Function value below which the algorithm will terminate.

6.2.3.5. Random sampling

If Optimizer%Type is set to RandomSampling, this block configures the settings for the optimizer.

RandomSampling is not really an optimizer, but simply randomly samples parameters in the allowed ranges. The output from a random sampling can be used for sensitivity analysis.

Optimizer
   RandomSampling
      NumberOfSamples integer
      RandomSeed integer
   End
End
Optimizer
Type:

Block

Recurring:

True

GUI name:

Optimization algorithm:

Description:

An optimizer which may be used during the optimization.

RandomSampling
Type:

Block

GUI name:

Random Sampler

Description:

Settings for a totally random sampler of the parameter space.

NumberOfSamples
Type:

Integer

Default value:

100

Description:

Number of samples to generate.

RandomSeed
Type:

Integer

Description:

Random seed to use for the generator. Useful for reproducibility.

6.2.3.6. Grid sampling

If Optimizer%Type is set to GridSampling, this block configures the settings for the optimizer.

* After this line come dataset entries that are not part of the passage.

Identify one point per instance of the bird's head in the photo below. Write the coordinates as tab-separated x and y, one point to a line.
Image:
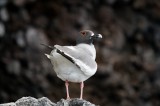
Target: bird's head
87	36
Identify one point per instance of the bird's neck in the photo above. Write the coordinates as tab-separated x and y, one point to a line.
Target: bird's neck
89	48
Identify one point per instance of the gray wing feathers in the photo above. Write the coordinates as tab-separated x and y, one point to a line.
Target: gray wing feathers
77	56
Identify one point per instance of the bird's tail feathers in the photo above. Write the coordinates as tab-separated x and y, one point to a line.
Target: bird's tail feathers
51	47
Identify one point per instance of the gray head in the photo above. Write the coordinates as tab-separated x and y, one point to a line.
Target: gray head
87	36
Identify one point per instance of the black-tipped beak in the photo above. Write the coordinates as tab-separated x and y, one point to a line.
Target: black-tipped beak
97	36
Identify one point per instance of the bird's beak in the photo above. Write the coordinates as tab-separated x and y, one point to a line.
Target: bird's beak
97	36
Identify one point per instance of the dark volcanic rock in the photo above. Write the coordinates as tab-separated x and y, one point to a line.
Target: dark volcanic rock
30	101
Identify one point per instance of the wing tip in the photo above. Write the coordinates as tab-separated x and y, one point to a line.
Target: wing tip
48	56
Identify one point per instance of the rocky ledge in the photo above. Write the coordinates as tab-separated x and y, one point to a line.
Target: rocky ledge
30	101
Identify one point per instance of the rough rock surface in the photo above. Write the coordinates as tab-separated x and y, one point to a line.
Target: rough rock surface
30	101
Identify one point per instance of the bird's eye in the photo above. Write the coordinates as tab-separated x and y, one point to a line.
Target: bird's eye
83	33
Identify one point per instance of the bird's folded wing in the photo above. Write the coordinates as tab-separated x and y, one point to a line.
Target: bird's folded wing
80	58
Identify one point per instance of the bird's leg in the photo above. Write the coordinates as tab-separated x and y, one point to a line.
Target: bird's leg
81	85
67	91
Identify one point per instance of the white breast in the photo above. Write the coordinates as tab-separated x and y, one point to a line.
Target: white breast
65	69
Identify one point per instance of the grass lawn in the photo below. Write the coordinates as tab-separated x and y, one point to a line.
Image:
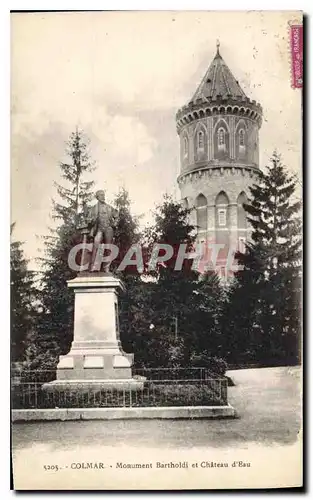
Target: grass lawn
267	400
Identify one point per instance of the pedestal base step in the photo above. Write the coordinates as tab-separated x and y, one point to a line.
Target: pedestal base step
133	384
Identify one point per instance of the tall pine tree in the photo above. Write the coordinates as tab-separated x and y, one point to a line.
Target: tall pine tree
22	301
269	282
56	326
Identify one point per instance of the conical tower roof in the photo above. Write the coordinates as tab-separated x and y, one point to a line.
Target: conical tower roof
218	82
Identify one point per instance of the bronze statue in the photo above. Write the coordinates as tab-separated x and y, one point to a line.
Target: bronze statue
100	223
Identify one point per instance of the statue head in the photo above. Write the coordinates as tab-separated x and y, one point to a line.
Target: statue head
100	195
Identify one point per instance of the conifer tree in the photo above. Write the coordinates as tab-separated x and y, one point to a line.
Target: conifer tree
22	300
56	324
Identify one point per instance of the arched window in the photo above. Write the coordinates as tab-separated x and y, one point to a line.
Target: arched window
242	138
241	213
185	203
202	211
221	143
200	139
221	215
185	146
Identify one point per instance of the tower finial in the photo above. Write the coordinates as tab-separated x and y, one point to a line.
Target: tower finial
218	47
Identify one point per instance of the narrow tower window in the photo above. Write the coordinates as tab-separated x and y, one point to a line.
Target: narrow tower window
200	140
185	146
222	217
221	139
242	244
202	213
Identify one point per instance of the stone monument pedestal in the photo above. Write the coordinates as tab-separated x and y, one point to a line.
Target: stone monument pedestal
96	359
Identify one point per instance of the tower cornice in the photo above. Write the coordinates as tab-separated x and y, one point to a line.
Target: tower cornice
203	108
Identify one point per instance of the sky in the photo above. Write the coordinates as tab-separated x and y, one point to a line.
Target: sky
121	77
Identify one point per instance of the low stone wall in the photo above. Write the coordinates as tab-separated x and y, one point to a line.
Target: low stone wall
171	412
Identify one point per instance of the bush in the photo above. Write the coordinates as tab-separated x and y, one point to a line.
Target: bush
215	364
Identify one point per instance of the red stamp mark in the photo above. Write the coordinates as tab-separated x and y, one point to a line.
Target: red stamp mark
296	43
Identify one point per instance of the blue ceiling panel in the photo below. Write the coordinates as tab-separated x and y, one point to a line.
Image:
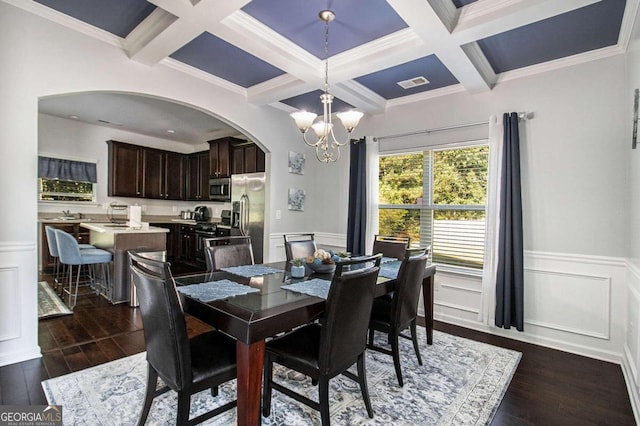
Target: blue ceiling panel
311	102
355	23
461	3
215	56
119	17
385	82
588	28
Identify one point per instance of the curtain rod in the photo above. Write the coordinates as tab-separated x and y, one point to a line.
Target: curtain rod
521	116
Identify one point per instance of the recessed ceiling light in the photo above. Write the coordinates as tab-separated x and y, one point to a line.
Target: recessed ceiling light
413	82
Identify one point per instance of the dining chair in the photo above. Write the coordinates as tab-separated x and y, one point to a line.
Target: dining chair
299	245
396	314
185	365
53	252
390	246
327	348
71	255
225	252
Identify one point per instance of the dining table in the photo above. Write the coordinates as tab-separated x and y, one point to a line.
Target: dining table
256	302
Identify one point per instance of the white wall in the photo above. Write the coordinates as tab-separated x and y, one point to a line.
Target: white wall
41	58
573	156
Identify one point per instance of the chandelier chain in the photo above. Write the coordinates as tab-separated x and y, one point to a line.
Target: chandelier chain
326	56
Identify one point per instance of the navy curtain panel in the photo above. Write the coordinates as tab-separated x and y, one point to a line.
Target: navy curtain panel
55	168
357	214
510	274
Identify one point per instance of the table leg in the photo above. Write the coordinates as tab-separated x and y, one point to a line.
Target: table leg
427	299
250	360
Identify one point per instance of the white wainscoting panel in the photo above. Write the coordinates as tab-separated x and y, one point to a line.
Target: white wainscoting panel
585	302
631	358
9	294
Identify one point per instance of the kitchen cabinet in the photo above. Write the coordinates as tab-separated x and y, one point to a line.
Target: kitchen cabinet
188	241
221	153
141	172
198	176
163	175
80	234
125	170
247	158
173	239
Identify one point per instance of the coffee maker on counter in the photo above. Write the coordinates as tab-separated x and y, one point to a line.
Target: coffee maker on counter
201	214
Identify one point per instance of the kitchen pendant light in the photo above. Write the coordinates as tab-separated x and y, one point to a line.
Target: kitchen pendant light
327	146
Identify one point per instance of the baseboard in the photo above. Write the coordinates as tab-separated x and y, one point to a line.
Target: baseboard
632	390
602	355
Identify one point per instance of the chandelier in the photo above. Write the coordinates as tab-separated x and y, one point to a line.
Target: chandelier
327	146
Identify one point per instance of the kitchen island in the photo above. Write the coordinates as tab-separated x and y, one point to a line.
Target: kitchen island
118	239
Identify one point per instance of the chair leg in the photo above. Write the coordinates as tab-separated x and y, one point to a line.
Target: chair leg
414	339
266	393
393	337
152	382
184	405
323	399
362	379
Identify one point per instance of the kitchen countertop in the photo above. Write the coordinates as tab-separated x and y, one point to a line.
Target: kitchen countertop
114	228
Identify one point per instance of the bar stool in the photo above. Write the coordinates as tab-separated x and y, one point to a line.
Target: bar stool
70	254
53	252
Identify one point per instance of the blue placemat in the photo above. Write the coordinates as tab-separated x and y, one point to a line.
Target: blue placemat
216	290
315	287
390	269
249	271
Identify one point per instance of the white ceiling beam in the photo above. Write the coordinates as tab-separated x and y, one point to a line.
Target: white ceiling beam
425	19
486	18
151	43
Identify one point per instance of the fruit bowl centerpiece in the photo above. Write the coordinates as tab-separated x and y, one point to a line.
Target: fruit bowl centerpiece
324	262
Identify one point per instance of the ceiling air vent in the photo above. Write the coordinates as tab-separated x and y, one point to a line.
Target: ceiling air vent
413	82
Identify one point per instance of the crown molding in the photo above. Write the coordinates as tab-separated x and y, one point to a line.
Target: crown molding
68	21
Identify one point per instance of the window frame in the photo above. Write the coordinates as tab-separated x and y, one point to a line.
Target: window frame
430	206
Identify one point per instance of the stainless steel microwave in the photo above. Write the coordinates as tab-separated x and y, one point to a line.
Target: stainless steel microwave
220	189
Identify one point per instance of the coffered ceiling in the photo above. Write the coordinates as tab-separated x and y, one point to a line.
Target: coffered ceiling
272	51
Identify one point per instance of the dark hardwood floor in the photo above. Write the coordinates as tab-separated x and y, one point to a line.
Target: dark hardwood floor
550	387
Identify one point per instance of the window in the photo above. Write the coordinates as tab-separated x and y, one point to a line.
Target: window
66	180
437	198
64	190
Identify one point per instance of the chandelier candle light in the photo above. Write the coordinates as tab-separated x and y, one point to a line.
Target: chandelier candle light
327	147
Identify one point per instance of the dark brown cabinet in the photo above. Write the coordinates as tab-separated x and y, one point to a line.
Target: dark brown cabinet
173	239
220	156
188	243
140	172
198	176
247	158
81	234
163	175
125	170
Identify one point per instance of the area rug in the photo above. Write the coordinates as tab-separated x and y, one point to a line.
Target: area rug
49	304
461	383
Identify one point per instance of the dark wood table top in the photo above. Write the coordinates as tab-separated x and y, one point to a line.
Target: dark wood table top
256	316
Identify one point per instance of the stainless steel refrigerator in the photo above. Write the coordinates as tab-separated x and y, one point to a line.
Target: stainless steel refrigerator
247	199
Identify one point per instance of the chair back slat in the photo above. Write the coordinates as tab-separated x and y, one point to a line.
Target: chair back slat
68	248
164	324
390	246
347	313
404	307
299	245
236	253
51	240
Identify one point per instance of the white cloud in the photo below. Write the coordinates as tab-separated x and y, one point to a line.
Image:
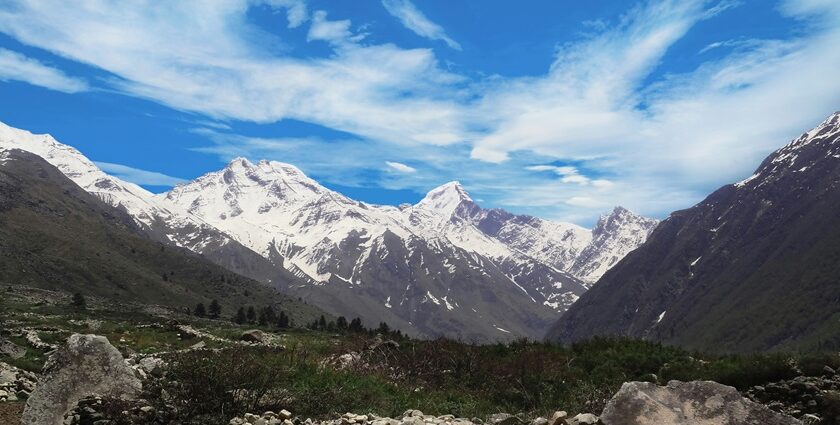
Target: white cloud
296	12
17	67
569	174
138	176
413	19
225	68
400	167
336	32
655	147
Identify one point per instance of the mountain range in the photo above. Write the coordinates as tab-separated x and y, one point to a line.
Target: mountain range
752	267
444	266
54	235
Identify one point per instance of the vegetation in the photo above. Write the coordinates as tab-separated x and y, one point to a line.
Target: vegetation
303	372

GridSampling is not really an optimizer, but simply samples the available parameter space in a regular grid pattern. This can be useful in rapidly (and coarsely) exploring the parameter space and investigating the appropriateness of bounds for example.

Optimizer
   GridSampling
      NumberOfDivisions integer
   End
End
Optimizer
Type:

Block

Recurring:

True

GUI name:

Optimization algorithm:

Description:

An optimizer which may be used during the optimization.

GridSampling
Type:

Block

GUI name:

Grid-wise Sampler

Description:

Settings for grid-wise sampling of the parameter space.

NumberOfDivisions
Type:

Integer

Default value:

10

GUI name:

Step in each dimension:

Description:

Number of equal sub-divisions to take for each parameter. Total calls is n_steps^n_parameters.